Aparte de estas consideraciones de tipo estratégico, la cuestión merece ser analizada en otro plano, que casi nadie toma en consideración y que a mi modo de ver resulta fundamental, incluso nos podía dar la clave para la solución definitiva del conflicto y comenzar a hablar de la posibilidad de una coexistencia pacífica, que no sólo es deseable, sino que también es posible, aunque haya quienes no creen en ella. Durante estos días de máxima excitación se han podido escuchar expresiones salidas de tono, que nos retrotraen a una época de barbarie y que mejor es no reproducir. Pareciera como que Occidente no estuviera ya a la altura de miras que por tradición e historia le corresponde. Si Francia y Europa, en estos momentos cruciales, no disponen de otro tipo de solución más que el derivado de los bombardeos sistemáticos y la fuerza, tendríamos que decir que es bien poco lo que pueden ofrecernos.

Malo sería que Europa, además de laicista, comenzara a ser belicista y fuera distanciándose de esa altura moral que de ella cabría esperar. Una cultura que se siente superior debiera saber que el bien es más fuerte que el mal y no debiera responder nunca con “el ojo por ojo y diente por diente”. Una cultura segura de sí misma, y segura de los principios en que descansa, ha de disponer de otros recursos que no sean la violencia pura y dura para reafirmarse a sí misma. Una cultura que se propone como meta última la fraternidad universal de toda la Humanidad no puede responder al odio con el odio.

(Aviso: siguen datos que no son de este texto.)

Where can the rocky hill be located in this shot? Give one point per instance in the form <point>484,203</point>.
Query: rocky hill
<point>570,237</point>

Una cultura que cree en el hombre por encima de todo no puede pensar que la única salida que hay es el exterminio del otro.

La paz y tranquilidad que en estos momentos todos anhelamos habrá de ser fruto de la concordia y no de arrebatos violentos, nos lo recuerda el Papa Francisco en su viaje a Centroáfrica: “La paz sin amor, sin amistad, sin tolerancia, sin perdón, no es posible”. Palabras son éstas que reflejan la esencia del cristianismo; pero tristemente Occidente, como ya sucediera en tiempos pasados, no tiene oídos para oír estas voces; tristemente Occidente ha perdido la fe en los valores más sagrados, anda errante sin ninguna seguridad a que agarrarse, navegando sin rumbo por el mar proceloso del relativismo oportunista. No quisiera, amigo lector, que me vieras como un ingenuo, pues al igual que tú soy consciente del grave peligro que para Humanidad entera supone el fundamentalismo islamista, lo que sucede es que el materialismo relativista de Occidente comienza a ser también peligroso y preocupante. Esto es algo que mejor que yo supo expresarlo Juan Pablo II cuando en la Veritatis Splendor se atrevió a decir: “Después de la caída del marxismo, existe hoy un riesgo no menos grave: la alianza entre democracia y relativismo ético, que quita a la convivencia cualquier referencia moral segura”.